Fig. 2. Predictive features are correlated between independent transdiagnostic datasets across scales.

Fig. 2.

(A) Association between HCP-EP, TCP, and UCLA CNP prediction model feature weights at the edge level, which consist of 87,571 features per model. (B) Association between feature weights of the three datasets at the region level, where feature weights were averaged for all edges corresponding to a region, resulting in 419 regional features. Positive (red) and negative (blue) feature weights were considered separately by zeroing negative or positive values before averaging, respectively. All P values displayed account for spatial autocorrelation between edges, regions, and networks. (C) Association between feature weights of the three datasets at the network level, where feature weights were averaged within and between each network, resulting in 171 network features per dataset. Positive and negative feature weights were considered separately by zeroing negative or positive values before averaging, respectively.

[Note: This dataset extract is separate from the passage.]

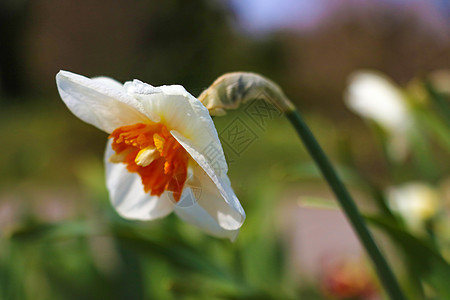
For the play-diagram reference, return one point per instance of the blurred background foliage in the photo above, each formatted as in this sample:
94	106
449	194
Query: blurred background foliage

Network-level predictors of better cognitive functioning

Given that predictive features were most stable between datasets at the network level, we examined the functional architecture of inter/intranetwork connections driving prediction performance (Fig. 3, A to C). In all three datasets, we observed a consistent, widespread, and complex pattern of network-level feature weights (Fig. 3B; PFDR < 0.05). In line with prior work that reliably links functional coupling in transmodal association networks with cognition (4446), we find that brain-cognition relations converge on connections where higher functional connectivity within transmodal (default, frontoparietal, and ventral attention) networks and lower functional connectivity between transmodal and unimodal (visual and somatomotor) networks predict better cognition (Fig. 3C). We also find that connectivity within the frontoparietal subnetwork A, encompassing aspects of dorsolateral prefrontal, lateral parietal, medial cingulate, and posterior temporal cortices, was the strongest predictor of cognitive performance across datasets. More broadly, we find that, in each of the three datasets, increased connectivity within unimodal, transmodal, and all aggregated cortical networks was predictive of better cognition (Fig. 4).

Fig. 3. Increased within transmodal and reduced between network coupling is predictive of better cognitive functioning.

Fig. 3.

(A) Predictive feature matrices for each of the three datasets: HCP-EP, TCP, and UCLA CNP, averaged within and between network blocks. Non-averaged data are provided in the Supplementary Materials (fig. S5). Red, positive predictive feature weight (stronger coupling predicts better cognition); blue, negative predictive feature weight (weaker coupling predicts better cognition). (B) Top 10% of FDR-corrected predictive network connections for each dataset are displayed in Circos plots. See fig. S11 for all FDR-corrected predictive network connections for each dataset, displayed using Circos plots. (C) (Left) Circos plot showing the connections which survive multiple-comparison correction in a conjunction analysis across the three datasets. (Top right) Heat map of conjunction analysis results aggregated into a seven-network and subcortex atlas solution. (Bottom right) Mean feature weights from the conjunction analysis categorized into within and between transmodal and unimodal networks. Sub, subcortex; TempPar, temporoparietal; DorsAttn, dorsal attention; VentAttn, ventral attention; SomMot, somatomotor.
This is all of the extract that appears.